Thanks always for your messages. I hope your holidays were restful. Pat
I am so glad you had a nice Thanksgiving. Isnt it terrible that it will be possibly the last. That is the way our family felt after our wonderful day. Our daughters just cried when it was time for everyone to leave to go home. It was like the feeling was in the room of Dont let the day end. Let it go on forever.
In any event, Take care and I will be in touch. In the meantime I have you in our prayers.
Hello, Everyone -- I have some GOOD news to report today! Although recent blood tests show both liver and cancer counts continuing to climb, my brother's tumor has not changed size in several weeks. In addition, he isn't in severe pain anymore and is HUNGRY
The docs are dumbfounded but enthusiastic. They agree with Geoff to cut back on the morphine as it's affecting his quality of life. He is still jaundiced, which means his liver isn't working well, but he's happier today than he has been in many days. Last night he ordered a turkey chef's salad and a milk shake from Subway. He consumed a third of the meal. Fabulous!

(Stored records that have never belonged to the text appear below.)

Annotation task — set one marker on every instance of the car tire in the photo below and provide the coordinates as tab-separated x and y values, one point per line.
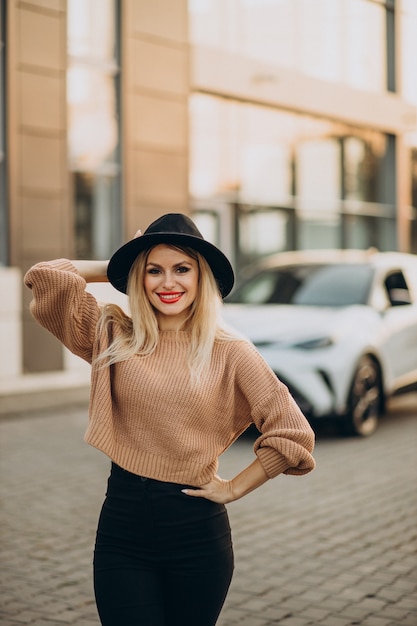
366	399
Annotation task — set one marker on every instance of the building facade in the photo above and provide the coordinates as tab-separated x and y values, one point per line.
278	124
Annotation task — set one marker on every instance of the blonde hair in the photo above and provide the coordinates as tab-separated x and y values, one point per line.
140	333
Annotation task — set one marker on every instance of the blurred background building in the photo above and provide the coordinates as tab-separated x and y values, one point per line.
278	124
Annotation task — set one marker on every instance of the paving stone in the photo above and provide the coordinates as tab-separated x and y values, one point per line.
334	548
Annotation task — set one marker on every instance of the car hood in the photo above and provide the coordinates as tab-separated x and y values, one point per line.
287	324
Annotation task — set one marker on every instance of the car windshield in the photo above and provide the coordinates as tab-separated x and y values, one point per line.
334	285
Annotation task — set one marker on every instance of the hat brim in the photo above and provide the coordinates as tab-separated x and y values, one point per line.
122	260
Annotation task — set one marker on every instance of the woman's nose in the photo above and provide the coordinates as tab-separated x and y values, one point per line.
169	281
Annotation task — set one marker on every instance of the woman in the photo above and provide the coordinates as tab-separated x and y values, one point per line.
171	390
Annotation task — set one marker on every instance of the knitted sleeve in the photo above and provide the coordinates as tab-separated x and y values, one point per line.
286	442
62	305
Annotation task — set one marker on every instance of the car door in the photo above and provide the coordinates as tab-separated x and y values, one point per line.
399	323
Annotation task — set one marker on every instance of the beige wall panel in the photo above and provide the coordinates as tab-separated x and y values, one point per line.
161	179
167	19
159	68
159	122
41	163
53	5
40	101
42	226
40	40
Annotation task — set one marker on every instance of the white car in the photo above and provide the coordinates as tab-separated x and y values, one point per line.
338	327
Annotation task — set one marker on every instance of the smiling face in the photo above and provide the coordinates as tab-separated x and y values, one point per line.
171	284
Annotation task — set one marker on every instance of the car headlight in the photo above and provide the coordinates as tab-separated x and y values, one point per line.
314	344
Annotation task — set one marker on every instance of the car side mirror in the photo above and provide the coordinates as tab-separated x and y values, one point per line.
399	297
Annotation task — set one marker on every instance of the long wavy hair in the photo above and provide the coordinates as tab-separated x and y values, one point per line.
139	333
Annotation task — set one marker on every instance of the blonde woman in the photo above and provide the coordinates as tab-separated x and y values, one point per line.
171	390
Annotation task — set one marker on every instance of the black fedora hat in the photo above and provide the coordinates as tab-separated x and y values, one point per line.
176	229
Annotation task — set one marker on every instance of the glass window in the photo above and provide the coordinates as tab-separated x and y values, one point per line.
337	40
93	125
314	182
3	206
409	50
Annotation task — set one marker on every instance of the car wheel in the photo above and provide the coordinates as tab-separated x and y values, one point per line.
365	401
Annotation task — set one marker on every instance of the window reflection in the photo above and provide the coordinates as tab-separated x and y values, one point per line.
3	206
337	40
324	180
93	125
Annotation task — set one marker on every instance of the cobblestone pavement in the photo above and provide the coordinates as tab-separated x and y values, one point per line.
334	548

Doc said he wanted to resume the chemo, that maybe it was in fact having some kind of positive effect on the cancer. Then on the other hand, he said, maybe it's the prayers. Who knows these things.
Thanks for all your responses in recent weeks. I thought you'd want to know. Pat
I saw that you put this about giving someone a hug and I thought it was just sooo awesome of you. I had to register on this site to tell you so. I am the same way as you and I feel there aren't many of us out there that feel so loving toward others we don't even know. Take Care, Im from the USA, Pennsylvania
Originally Posted by cardoso
62 years, 30 years, 99 years. Itīs all too quick. Please give him a hug from a guy in Brazil who never met him but thinks he deserves it.
July 22 2011 Hubby (64) Diagnosed PanCan. Sept2011- Feb 2012: Abraxane/Gemcitabine. Feb-May 2012:Gemcitabine only. June-Sept 2012 5FU. Sept 4-no more chemo - Just living life. Multiple stents. Jan 2013/18 month mark. Mets everywhere. Looking for a bumper sticker that says 'Stay at safe distance - Driver suffering caregiver burnout'. Hospice Thurs Feb 28 2013. March 12 2013 he went off to his new adventure where we will one day meet again. It was 20 months from date of diagnosis until now.